Georgia Sports Betting Discussion to Start Up Soon, Lawmaker Says

Published: February 5, 2022, 08:41 PM.

Last update: February 5, 2022, 08:41 AM.

A leading proponent of expanding gaming in Georgia said in a recent opinion piece that lawmakers will take action on sports betting soon.

Georgia Representative Ron Stephens
Georgia Representative Ron Stevens, seen here speaking during a 2018 political rally, said in a recent opinion piece that he plans to pick up legislation regarding a constitutional amendment to legalize sports betting in the state. (Photo: Representative Stephens/Facebook)

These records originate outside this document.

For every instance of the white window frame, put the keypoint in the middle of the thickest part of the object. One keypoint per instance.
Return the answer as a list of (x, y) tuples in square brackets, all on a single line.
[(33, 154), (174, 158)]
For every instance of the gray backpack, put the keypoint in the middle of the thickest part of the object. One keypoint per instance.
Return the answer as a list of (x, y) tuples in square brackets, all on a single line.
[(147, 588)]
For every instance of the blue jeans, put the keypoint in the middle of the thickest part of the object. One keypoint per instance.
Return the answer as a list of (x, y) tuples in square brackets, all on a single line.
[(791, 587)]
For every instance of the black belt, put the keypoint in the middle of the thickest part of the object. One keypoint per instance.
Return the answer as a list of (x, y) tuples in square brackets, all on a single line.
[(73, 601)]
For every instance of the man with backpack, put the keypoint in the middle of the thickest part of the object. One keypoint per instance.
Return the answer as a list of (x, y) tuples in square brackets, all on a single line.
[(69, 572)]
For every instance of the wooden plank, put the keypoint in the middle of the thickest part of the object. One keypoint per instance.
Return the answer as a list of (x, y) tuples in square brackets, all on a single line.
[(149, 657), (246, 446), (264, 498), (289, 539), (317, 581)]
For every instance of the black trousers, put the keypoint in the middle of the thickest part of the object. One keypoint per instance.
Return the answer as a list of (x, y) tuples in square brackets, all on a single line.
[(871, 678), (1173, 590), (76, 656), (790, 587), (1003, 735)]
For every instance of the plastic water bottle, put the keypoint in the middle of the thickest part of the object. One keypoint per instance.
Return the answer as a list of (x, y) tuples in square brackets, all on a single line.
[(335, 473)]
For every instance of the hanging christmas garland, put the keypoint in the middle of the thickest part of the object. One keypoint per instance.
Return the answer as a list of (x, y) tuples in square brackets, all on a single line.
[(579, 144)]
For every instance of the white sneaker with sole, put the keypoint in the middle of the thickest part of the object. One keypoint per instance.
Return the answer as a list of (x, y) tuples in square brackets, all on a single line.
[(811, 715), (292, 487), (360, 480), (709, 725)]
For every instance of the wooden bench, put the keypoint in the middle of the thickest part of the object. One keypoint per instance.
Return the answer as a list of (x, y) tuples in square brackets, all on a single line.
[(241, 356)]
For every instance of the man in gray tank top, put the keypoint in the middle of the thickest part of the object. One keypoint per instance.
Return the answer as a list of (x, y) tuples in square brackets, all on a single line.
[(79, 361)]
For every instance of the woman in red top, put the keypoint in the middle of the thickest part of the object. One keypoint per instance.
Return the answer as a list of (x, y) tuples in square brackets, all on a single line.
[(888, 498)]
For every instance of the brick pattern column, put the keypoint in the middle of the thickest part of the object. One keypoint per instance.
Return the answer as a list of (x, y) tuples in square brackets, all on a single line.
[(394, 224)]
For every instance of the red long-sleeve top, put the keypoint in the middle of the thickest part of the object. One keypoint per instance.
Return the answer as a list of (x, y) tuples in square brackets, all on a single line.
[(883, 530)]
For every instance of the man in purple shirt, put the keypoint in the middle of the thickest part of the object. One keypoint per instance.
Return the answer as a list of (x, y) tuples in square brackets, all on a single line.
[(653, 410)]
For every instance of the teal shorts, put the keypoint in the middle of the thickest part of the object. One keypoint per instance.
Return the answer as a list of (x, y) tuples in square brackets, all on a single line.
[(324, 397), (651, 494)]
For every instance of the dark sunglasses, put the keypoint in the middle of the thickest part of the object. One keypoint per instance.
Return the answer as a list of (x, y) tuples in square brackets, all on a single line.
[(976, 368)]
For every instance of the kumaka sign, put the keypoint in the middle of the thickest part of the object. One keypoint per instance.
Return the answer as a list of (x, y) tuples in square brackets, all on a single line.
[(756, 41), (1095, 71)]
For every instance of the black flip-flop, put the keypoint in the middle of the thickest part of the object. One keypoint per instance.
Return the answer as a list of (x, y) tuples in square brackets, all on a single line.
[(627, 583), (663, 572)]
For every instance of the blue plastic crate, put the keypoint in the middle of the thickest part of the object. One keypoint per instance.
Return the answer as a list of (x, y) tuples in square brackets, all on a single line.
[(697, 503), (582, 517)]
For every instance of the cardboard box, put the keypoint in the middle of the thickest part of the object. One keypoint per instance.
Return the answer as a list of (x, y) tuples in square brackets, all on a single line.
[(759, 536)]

State Representative Ron Stevens, R. Savannah, wrote a guest column for the newspaper Bryan County News On Thursday regarding what happened in the General Assembly. The chairman of the House Economic Development and Tourism Committee has said he plans to make a constitutional amendment that would allow the Georgia Lottery to oversee sports betting.

Stevens has been a staunch advocate of bringing casino resorts and legalizing sports betting in the state for years. He wants to see gaming proceeds used to provide more funding for college scholarships.

As this is the 30th anniversary of voting in the lottery that created the Hope Scholarship, more than two million Georgians have advanced themselves through higher education and technical university careers,” Stephens Books. “Over 1.6 million families have had their Pre-K beginnings. We will be taking up sports in the coming days to bridge the gap with HOPE and Pre-K. Bottom line, this is going to be another lottery game.”

Last year, the state Senate approved a resolution that would initiate a constitutional amendment process on sports betting.

Opponents prepare to fight

Expanded Games face a tough challenge in Georgia, where social conservatives are leading the fight.

Mike Griffin, a spokesperson for the Georgia Baptist Mission Council, said: WJCL TV In Savannah on Friday, the gaming debate has gotten “more intense” lately. There are also concerns about addiction, he said, noting that gaming addiction is “in the same category as heroin, opiates, tobacco, alcohol and cocaine.”

He added, “I think an ounce of prevention is better than a pound of cure.”

This year is also an election year for top political positions in Georgia. One Republican candidate for deputy governor said the state needs to block efforts to legalize the games. The lieutenant governor plays a key legislative role as the president of the Senate and can cast equivalent votes.

Jane Seaver said the others running for the GOP nomination in the race are “pawns from commercial gaming lobbyists” and have sponsored bills to expand gaming.

“If sports betting is successful, it will open the door to further expansion of gambling,” Seaver tweeted on her campaign account on Saturday. “We need strong leaders to stand up against all gambling and keep our country free from this predatory industry!”

Georgia is one of the seven with the sports betting bill

Sports betting is active or legal in 33 states, as well as the District of Columbia. According to the American Gaming Association, Georgia is one of seven other states with active legislation that would legalize it.

With a population of 11 million, Georgia is also one of the largest states in the country that has not allowed it in some way. Only California, where one or more sports betting measures may be rolled out before voters in November, and Texas are the only states with larger populations that have not yet taken action on sports betting.

Neighboring state Florida took sports betting when it signed a revised gaming agreement with the Seminole tribe. However, a federal judge invalidated that agreement. Tribal leaders and the federal government appealed this decision.